All Creatures of Our God and King

Be Thou My Vision

Rise Up by Bifrost Arts

Shadow by Jameson McGregor

Wayward Ones by The Gladsome Light

Doxology

How They Fit In:

There are many ways to think about the significance of songs and the way they fit together–-this is simply one way you can look at these songs in light of this week’s theme. 

All Creatures of Our God and King: We began with this song to join our voices with the rest of creation in expressing thanks and wonder toward the Creator.  

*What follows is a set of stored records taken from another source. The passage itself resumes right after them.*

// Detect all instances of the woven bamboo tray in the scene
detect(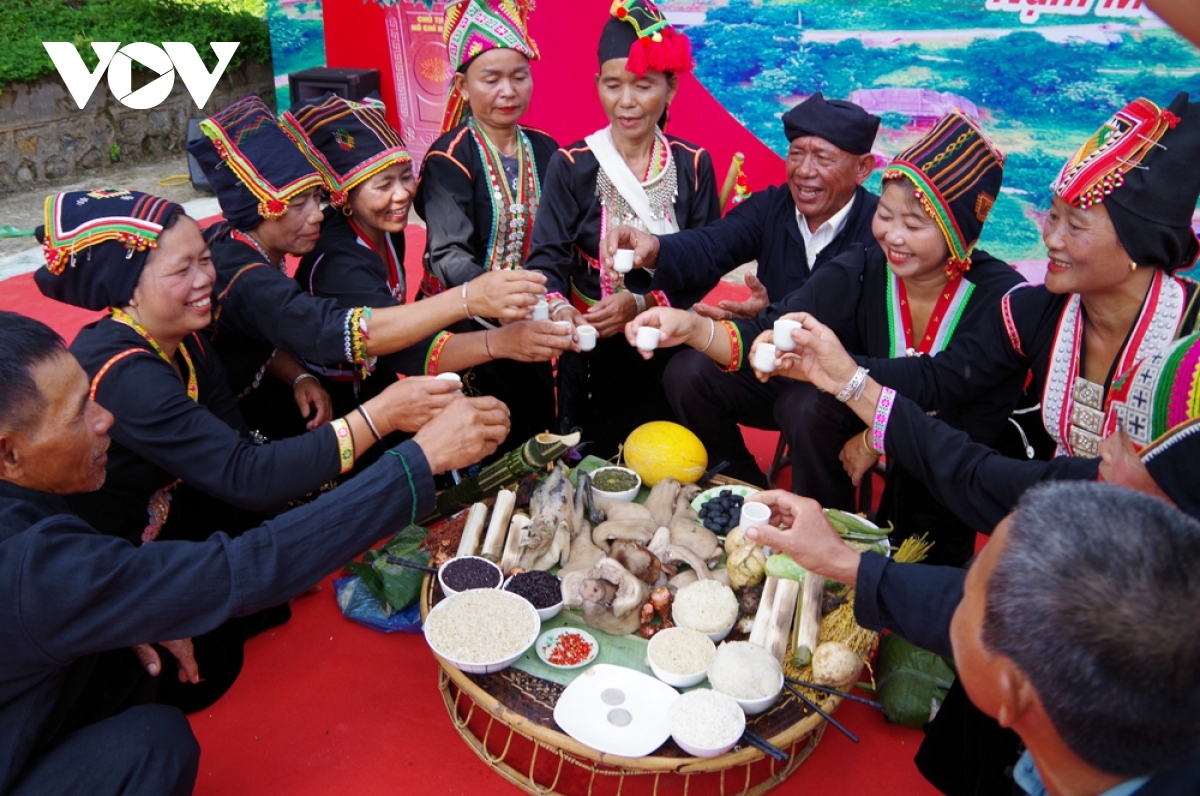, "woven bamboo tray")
[421,475,874,796]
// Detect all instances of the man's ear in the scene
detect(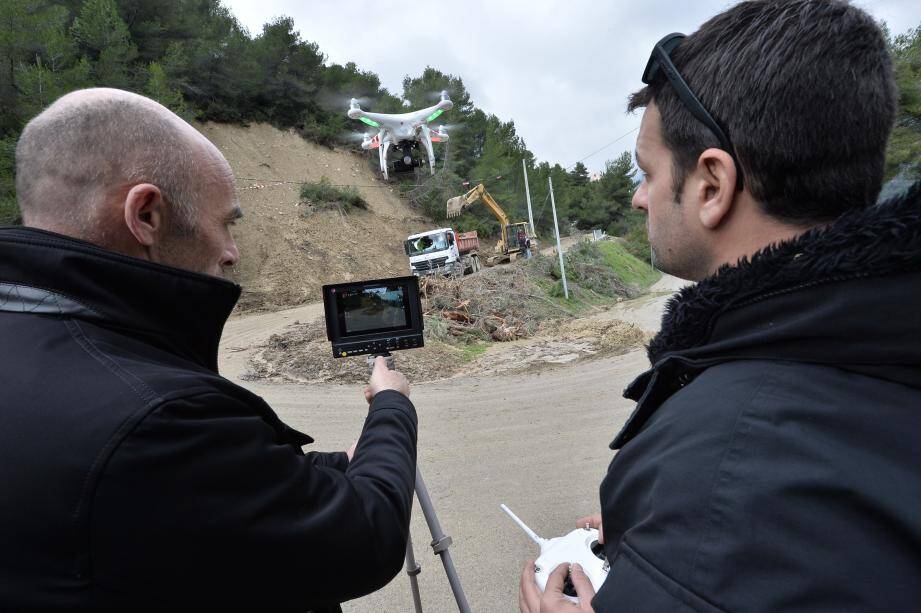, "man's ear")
[696,149,736,230]
[125,183,167,247]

Be Thou My Vision: This song is a petition for God to walk alongside us in the midst of our ordinary lives as our vision, wisdom, security, and hope.  It is also a challenge to ourselves to order our concerns around God's concerns.  

Rise Up: We sang this song as a prayer for those who are trampled upon and treated as less than, asking that God would rise to their defense.

Shadow:  This song is about the impossible task of dying to self, and the frustrating complexity of trying to be more fully formed in the way of Christ. You can hear a studio version of this song here.

Wayward Ones: We sing this song every time we take communion to remind ourselves of a couple of things.  First, we are a broken people--though we are seeking to become more like Jesus, we often fail at this.  Second, Christ has given Himself for us despite our brokenness.  We take communion to remember the sacrifice of Jesus on our behalf, even though we did not, and do not, deserve it.

Doxology: We close our time together each week with this proclamation that God is worthy of praise from every inch of the cosmos.